Go gently on the youngest wth his toiletting. He's going to have a sense of shame and then will be more likely to "hide" this and it won't get better. He's old enough to have a proper chat with him and listen to him without telling him off. As it isn't working.

So hear him explain why he does it and ask him to come up with a way of doing it. Ask him to come for help if he needs it.

I know it sounds silly but have you shown your dcs how to shower? My ds is 8, and I stay in the room with him and he asks me what he should do first even though he's been told many times before. I remind him to start from the top (hair) then work his way down to his feet. Then rinse.

Same with hand washing - show him how to do it when watch him and remind him.
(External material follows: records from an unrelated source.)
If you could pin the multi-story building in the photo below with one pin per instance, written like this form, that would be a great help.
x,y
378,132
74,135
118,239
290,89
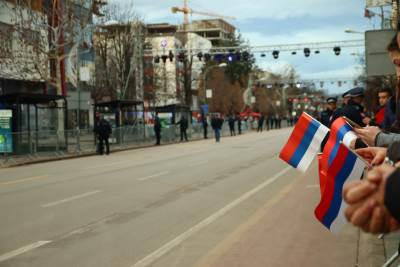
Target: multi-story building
x,y
164,69
217,31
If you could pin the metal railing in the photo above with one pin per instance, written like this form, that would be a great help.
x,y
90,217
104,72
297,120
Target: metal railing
x,y
37,145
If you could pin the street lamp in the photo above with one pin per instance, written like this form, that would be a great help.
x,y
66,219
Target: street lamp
x,y
221,65
348,30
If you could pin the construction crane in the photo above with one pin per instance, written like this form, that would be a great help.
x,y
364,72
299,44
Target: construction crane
x,y
186,10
It eventually sticks.

When they were learning to brush their teeth I assume you supervised closely etc. Well it's the same for all the rest.

mayhew · 02/10/2017 08:17

My colleague told her daughter "if I keep finding poo on your pants, I will ask your teacher how to fix this!" Led to immediate cure..

coldcuptea · 02/10/2017 08:20

They both need a daily shower with soap
I'd shower the 8 yr old myself
The 10 year old showers himself and calls me when he's done before leaving . I'd check him over . This is what I do .

RosyPony · 02/10/2017 08:23

I can remember being ambushed by my mother at a similar age so she could scrub the back of my neck with Oil of Ulay laced cotton wool pads!

Minidoghugs · 02/10/2017 08:29

I think if they are being a bit clingy maybe they will like the extra attention if you supervise more. I personally feel I would want to nice and low key about it so as not to make it a big deal that leads to tension and upset. Just make sure they know you are watching and will notice right away if they don't keep clean. Be firm but fair.

Gottagetmoving · 02/10/2017 08:30

If your sons leave the toilet in a state, you make them clean it.
Supervise their showers and show them how to wash properly, which really, should have been done from a young age so it's automatic.
As for the eating habits, you need to correct it every time.
Some children can't be bothered doing things the right way because they don't see the point...or mum is there to do it for them so really, it's up to you to supervise and teach them.

BhajiAllTheWay · 02/10/2017 08:37

Keep nagging OP I'm afraid it's the only way. Make it more of a pain for them to not do it eg make them get back in the shower, or clean up if they've made a mess. I've teens and believe me they still need reminding of the basics from time to time. Don't blame yourself, life's hard as a lp.

elevenclips · 02/10/2017 08:39

When my ds was around that age and I found he had peed on the toilet seat, I called him and made him wipe it up. It seemed to focus his attention a bit more!

steppemum · 02/10/2017 08:55

start again.
sit down and calmly tell them that we are going back to basics on hygiene.
make a little sign for the bathroom

  1. pee/pooh
  2. wipe
  3. flush
4 wash hands with soap 5 dry hands

Show it to them, and then say, you expect that every single time. As far as possible, every time you hear them go, go and wait outside the bathroom.
When they come out, ask them if they remembered the 5 steps? Check where you can (is loo flushed, is basin wet, has towel been used.
Give them praise when donw and send them back to start agian when not done.
As starting again will take longer, it will be to their advantage to do it first time.

Then meal times, when you clal them to eat, send them to wash hands first. This is good practice anyway. I remember my mum ALWAYS sending us to wash hands before dinner.
Inspect hands as they sit down. They should be properly clean, and wet and if necessary give them a sniff, if they don't smell of soap, send them back.

I have sympathy, I too realised the hand soap in the bathroom was not being used up and did a bit of shaming to rmeind them, but mine are older than yours.
As to shampoo, I think at 8 and 10, there needs to be some supervision eg, - ds it is shower time, please make sure you wahs your hair, and then checking afterwards it is clean as well as wet.
I regularly send all of mine back upstairs to do teeth as well.